Recombinant IGF binding protein (IBP-1)
The present invention relates to an Insulin-like Growth Factor Binding Protein, IBP-1, having a molecular weight of about 28 kD, derived from human placenta/endometrium, and equivalent modifications thereof.
The invention further relates to a DNA-structure, coding for the IBP-1, expression vectors containing this DNA-structure and procaryotic or eucaryotic cells comprising such a vector.
The invention still further relates to pharmaceutical preparations comprising IBP-1.
IGF or Insulin like Growth Factor is synonymous with somatomedins. The family of somatomedins are members of a group of polypeptides derived from the insulin gene. The gene products include insulin, insuline-like growth factor (IGF) I and II, relaxin and the B-unit of nerve growth factor (NGF) (Rinderknecht and Humbel, 1978a; Rinderknecht and Humbel, 1978b; Bradshaw 1978; Isaacs et al., 1978). IGF elicits classical insulin effects on all target tissues of insulin, i.e. IGF increases glucose metabolism of adipose tissue and stimulates lipid, glycogen, and protein synthesis. IGF also stimulates DNA synthesis in certain cell types. This feature reflects the capacity of IGFs to induce cell proliferation and promote organ growth in vivo. Furthermore, IGF acts on differentiation of mesenchymal cells (Froesch et al., 1985).
IGF-I and IGF-II are unique in that they are complexed to specific binding proteins in plasma (Smith, 1984).
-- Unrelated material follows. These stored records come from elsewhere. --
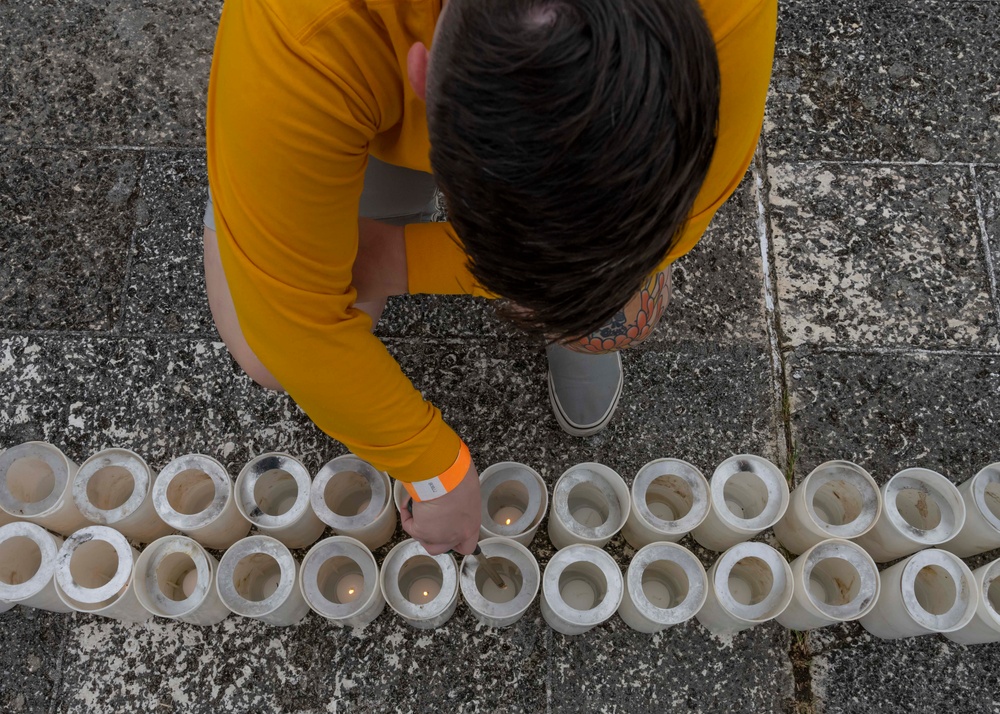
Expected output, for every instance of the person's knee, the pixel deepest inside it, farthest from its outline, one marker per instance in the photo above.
(220, 302)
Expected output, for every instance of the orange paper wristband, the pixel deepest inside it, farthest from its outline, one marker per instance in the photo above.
(438, 486)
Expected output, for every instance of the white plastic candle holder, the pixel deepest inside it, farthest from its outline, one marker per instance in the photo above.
(921, 509)
(492, 605)
(590, 504)
(981, 531)
(582, 587)
(930, 592)
(748, 495)
(272, 492)
(175, 578)
(837, 499)
(194, 494)
(985, 624)
(94, 574)
(258, 578)
(669, 499)
(665, 585)
(421, 588)
(514, 499)
(114, 487)
(339, 580)
(28, 566)
(352, 497)
(36, 484)
(834, 581)
(749, 584)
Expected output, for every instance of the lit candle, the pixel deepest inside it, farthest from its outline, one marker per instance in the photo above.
(350, 587)
(190, 582)
(423, 591)
(587, 516)
(507, 515)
At least two different binding proteins have been iden
tified in adult human serum, namely (1) binding protein 53 (BP-53) a GH dependent binding protein, believed to be derived from the 150 kD complex which carries most of the endogenous IGF peptides, (2) IBP-1, an IGF binding protein of about 30-40 kD which is tissue specifically expressed in endometrium and liver and accounts for most of the unsaturable binding sites in plasma. While the 53 kD-binding protein is under GH control the 30-40 kD species appears to be expressed in a GH independent way.
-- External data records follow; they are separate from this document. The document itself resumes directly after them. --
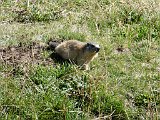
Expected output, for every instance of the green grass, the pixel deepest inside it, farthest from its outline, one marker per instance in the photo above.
(120, 85)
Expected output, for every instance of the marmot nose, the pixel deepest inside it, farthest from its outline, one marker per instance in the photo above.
(97, 49)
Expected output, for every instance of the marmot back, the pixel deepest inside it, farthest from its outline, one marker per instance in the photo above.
(77, 52)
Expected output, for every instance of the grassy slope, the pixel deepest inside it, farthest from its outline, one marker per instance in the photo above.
(122, 85)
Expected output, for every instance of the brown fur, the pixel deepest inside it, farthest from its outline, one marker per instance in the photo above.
(76, 52)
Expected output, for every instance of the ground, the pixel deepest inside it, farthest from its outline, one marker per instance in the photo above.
(123, 82)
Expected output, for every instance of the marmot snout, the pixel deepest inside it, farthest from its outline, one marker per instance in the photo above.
(77, 52)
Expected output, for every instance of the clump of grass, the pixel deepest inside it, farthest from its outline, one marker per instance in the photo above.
(37, 13)
(66, 35)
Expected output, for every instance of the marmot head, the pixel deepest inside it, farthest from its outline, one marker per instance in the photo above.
(92, 48)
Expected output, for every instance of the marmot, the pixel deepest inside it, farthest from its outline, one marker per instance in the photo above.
(79, 53)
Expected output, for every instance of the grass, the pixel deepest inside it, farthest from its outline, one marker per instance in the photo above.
(124, 80)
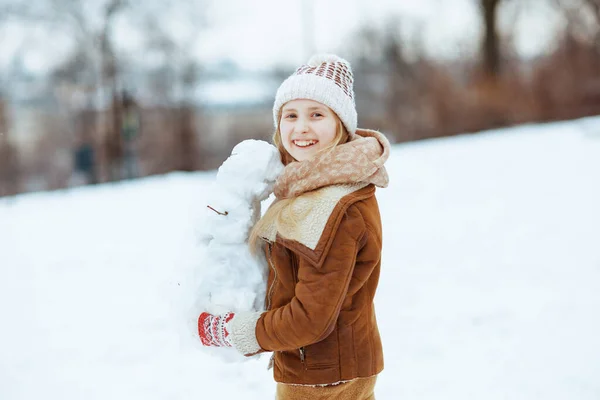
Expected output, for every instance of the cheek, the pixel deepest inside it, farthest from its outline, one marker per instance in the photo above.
(328, 132)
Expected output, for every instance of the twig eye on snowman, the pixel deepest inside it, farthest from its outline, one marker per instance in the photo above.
(229, 278)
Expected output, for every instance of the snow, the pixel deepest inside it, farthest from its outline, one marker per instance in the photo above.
(489, 288)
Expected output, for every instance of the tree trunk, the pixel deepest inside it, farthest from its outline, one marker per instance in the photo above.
(491, 45)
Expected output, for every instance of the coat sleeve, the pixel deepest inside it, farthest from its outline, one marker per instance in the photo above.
(320, 291)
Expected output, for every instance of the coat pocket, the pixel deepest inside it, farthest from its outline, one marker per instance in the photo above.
(322, 355)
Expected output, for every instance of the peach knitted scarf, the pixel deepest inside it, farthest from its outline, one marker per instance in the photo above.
(360, 160)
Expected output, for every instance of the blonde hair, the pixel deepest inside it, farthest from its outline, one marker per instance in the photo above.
(275, 212)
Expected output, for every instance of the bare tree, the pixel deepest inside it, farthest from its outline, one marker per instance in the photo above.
(9, 161)
(491, 42)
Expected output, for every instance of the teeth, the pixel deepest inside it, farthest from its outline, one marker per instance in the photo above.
(304, 143)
The lower molecular weight binding protein was initially identified in human amniotic fluid and has been purified and characterized (Chochinov et al., 1977; Drop et al., 1979; Drop et al., 1982). This 30-40 kD IGF binding protein appears to be identical to binding proteins that have been purified from human serum and the human hepatoma cell line, HEPG2 (Drop et al., 1984a; Povoa et al., 1984; Povoa et al., 1985). Povoa et al showed that the NH2-terminal amino acid sequence of the binding protein found in amniotic fluid and from the HEPG2 cell line are similar (Povoa et al., 1985).
Placental protein PP12, a protein originally isolated from human placenta, was found to bind IGF as well as to have an identical NH2-terminal amino acid sequence (Koistinen et al., 1986).
As to the biological function of IGF-binding protein both stimulatory and inhibitory effects have been described.
Stimulatory effects of IGF-binding protein has been shown in at least two cases. Clemmons et al (1986) showed increased binding to fibroblast and smooth muscle cell surface receptors of IGF in complex with its binding protein.
Inhibitory effects of IGF-binding protein on various IGF actions in vitro, including stimulation of glucose transport by adipocytes, sulphate incorporation by chondrocytes and thymidine incorporation in fibroblasts have been described ( Zapf et al., 1979; Drop et al.,
1979; Ooi et al., 1986). In addition, inhibitory effects of IGF-binding proteins on growth factor mediated mitogen activity in normal cells (cartilage assay, Drop, thesis, 1983).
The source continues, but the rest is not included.